How the Media Forced the Komen Foundation to Apologize
With Andrea Mitchell taking the lead.
It was a classic exercise in raw media power.
In just 72 hours, the pressure of the press forced the Susan G. Komen Foundation to abandon its plans to cut off funding for Planned Parenthood, apologize for its conduct and seek forgiveness.
The conventional narrative is that Komen’s supporters rose up in unison, but it was the big news organizations that turned up the heat until the breast cancer organization had no choice but to melt. The original eruption occurred on Facebook and Twitter, but it was the mainstream media that provided the megaphone.
Komen executives handled the situation horribly, with shifting explanations to cover for the agenda of the woman who led the effort to defund Planned Parenthood, a former pro-life candidate for Georgia governor named Karen Handel.
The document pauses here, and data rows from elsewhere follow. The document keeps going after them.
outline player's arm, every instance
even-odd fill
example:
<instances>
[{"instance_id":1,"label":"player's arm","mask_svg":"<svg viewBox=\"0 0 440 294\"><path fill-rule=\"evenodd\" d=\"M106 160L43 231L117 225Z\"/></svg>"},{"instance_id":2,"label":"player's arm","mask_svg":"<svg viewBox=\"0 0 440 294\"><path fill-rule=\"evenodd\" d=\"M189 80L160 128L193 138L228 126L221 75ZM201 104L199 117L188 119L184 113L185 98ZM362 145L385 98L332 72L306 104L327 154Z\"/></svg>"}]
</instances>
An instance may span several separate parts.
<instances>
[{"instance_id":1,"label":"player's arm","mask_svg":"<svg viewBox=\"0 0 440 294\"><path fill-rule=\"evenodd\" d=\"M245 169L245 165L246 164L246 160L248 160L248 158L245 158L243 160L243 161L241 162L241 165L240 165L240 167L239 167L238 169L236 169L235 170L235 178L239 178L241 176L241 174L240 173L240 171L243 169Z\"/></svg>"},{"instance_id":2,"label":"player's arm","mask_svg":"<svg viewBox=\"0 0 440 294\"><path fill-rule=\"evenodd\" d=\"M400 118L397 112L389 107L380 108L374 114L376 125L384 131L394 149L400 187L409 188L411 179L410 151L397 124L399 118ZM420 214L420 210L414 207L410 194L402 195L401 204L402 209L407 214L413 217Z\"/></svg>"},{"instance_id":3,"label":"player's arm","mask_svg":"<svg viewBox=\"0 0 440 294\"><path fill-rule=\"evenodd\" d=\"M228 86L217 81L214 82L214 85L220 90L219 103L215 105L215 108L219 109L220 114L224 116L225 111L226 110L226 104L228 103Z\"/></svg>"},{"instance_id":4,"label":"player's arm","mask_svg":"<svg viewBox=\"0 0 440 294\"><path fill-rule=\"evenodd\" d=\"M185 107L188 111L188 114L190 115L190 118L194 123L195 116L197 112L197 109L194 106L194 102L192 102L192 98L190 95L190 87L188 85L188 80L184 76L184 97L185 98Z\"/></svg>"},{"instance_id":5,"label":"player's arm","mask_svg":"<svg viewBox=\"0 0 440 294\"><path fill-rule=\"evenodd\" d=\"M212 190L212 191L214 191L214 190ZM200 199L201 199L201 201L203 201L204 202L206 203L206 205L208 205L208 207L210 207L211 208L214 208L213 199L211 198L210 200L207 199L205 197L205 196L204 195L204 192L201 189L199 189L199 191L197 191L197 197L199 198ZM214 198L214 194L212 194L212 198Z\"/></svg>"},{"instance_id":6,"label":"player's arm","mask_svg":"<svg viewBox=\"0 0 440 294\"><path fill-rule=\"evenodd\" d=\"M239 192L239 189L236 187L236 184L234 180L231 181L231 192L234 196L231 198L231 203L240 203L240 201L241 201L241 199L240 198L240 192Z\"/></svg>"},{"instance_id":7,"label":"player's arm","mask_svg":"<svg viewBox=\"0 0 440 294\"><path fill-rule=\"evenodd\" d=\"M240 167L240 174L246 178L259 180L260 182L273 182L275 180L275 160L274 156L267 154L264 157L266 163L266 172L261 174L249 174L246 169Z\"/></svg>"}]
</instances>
It was a PR debacle, badly handled.
But still: Regardless of one’s views on abortion, there is no getting around the fact that the media approached the controversy from a liberal perspective. Yanking money from Planned Parenthood, which provides abortions as well as mammograms, was deemed the “political” decision; funding the organization was not.
By Thursday, the controversy had made the front pages of the New York Times and Washington Post, and would lead some network newscasts that night. But the turning point came in the afternoon when Andrea Mitchell interviewed Komen founder Nancy Brinker on her MSNBC show. Mitchell did not pretend to take a neutral stance: “Let me just put out clear, first of all, that I have been very identified and an outspoken supporter and participant in the races over the years, long before I myself ended up being diagnosed with breast cancer…I come to you today, you know, expressing the anger of a lot of people channeling through them.”
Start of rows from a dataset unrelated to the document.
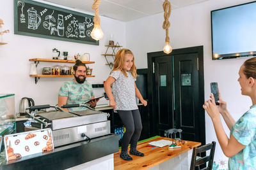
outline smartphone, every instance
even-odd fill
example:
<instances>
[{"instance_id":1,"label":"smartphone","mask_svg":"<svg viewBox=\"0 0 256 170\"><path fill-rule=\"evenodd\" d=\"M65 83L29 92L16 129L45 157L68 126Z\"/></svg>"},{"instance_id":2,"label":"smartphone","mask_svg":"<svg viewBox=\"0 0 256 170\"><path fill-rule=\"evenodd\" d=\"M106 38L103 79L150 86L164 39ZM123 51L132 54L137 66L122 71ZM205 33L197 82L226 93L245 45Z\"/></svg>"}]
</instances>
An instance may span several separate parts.
<instances>
[{"instance_id":1,"label":"smartphone","mask_svg":"<svg viewBox=\"0 0 256 170\"><path fill-rule=\"evenodd\" d=\"M217 82L211 83L211 92L213 94L213 96L214 97L215 99L216 104L220 105L220 103L218 103L218 101L220 100L220 98L219 98L219 90L218 88Z\"/></svg>"}]
</instances>

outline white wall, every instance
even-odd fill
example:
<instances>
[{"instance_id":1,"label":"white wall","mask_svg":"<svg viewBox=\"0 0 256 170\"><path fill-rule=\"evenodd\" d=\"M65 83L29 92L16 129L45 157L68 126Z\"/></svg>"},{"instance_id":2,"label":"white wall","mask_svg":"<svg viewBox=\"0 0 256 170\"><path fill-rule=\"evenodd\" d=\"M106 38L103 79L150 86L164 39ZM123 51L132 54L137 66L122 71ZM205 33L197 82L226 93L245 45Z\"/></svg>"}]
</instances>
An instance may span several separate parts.
<instances>
[{"instance_id":1,"label":"white wall","mask_svg":"<svg viewBox=\"0 0 256 170\"><path fill-rule=\"evenodd\" d=\"M251 1L210 0L173 10L170 18L169 36L173 49L204 45L205 100L210 96L210 82L218 82L223 98L227 102L228 109L235 120L252 104L248 97L241 95L237 81L239 67L248 58L212 60L211 11L249 1ZM162 13L126 23L127 47L135 53L138 68L147 67L147 53L163 50L165 40L165 31L162 28L163 20ZM205 128L206 143L217 141L212 124L207 113ZM229 130L225 125L224 128L229 136ZM222 159L227 162L218 143L215 160L220 164Z\"/></svg>"},{"instance_id":2,"label":"white wall","mask_svg":"<svg viewBox=\"0 0 256 170\"><path fill-rule=\"evenodd\" d=\"M45 1L37 1L45 3ZM50 3L48 4L52 4ZM53 5L74 10L65 6ZM81 11L78 11L83 13ZM0 45L0 94L15 94L16 112L19 112L19 104L22 97L32 97L37 105L57 104L60 87L63 82L72 79L41 78L35 84L35 78L29 76L30 64L33 63L29 61L29 59L51 59L52 49L54 48L61 52L67 51L72 56L77 52L80 54L90 53L91 60L95 63L87 66L93 68L92 73L95 77L88 78L87 80L91 83L103 83L103 81L108 78L110 69L105 65L105 58L101 54L105 53L106 48L104 45L108 43L110 34L114 34L114 41L125 46L125 23L106 17L100 17L101 28L104 36L100 41L99 46L14 34L12 0L1 1L0 18L4 20L4 29L10 31L9 34L5 34L3 37L3 41L8 44ZM65 65L64 63L40 62L37 72L40 74L43 67L51 67L57 64ZM72 66L74 64L66 65ZM100 89L95 89L95 96L97 92L102 92L103 88Z\"/></svg>"}]
</instances>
Brinker stuck to her talking points, saying things like “we are not defunding Planned Parenthood” and “the issue is grant excellence” and “the responses we’re getting are very, very favorable.” (Komen’s donations did spike; there is a chunk of the country that doesn’t like abortion or Planned Parenthood.)
But Brinker’s position was untenable in the face of the media onslaught, and a day later she reversed the decision.
The battle sparked a heated debate Sunday on my CNN program, Reliable Sources. “Andrea Mitchell, I thought was supposed to be a journalist…Clearly, that was taking a position,” said Matt Lewis of the Daily Caller.
Michelle Cottle of Newsweek/Daily Beast shot back: “Would you rather her have kept it a secret that she personally has been involved in this group? Everybody has an opinion. This wasn’t a political issue for Andrea. This was a personal issue. You can’t confuse the two.”
Mitchell herself told Politico: “I’ve always believed and still believe that men, women, people of any color can cover any issue, regardless of what their personal connection [to a story] might be, and sometimes we bring a sensibility to it because we have more information based on personal experience. An African-American man or woman who’s had a different response to the assassination of Dr. Martin Luther King Jr. than I did … that was a case where a black person would have brought more. In this case, I probably do bring more passion.”
I like passion in journalism, and not hiding the fact that you have strong feelings. Which is why members of the media should admit that—at least in the tone and framing of the controversy--they put on their pink ribbons and took sides.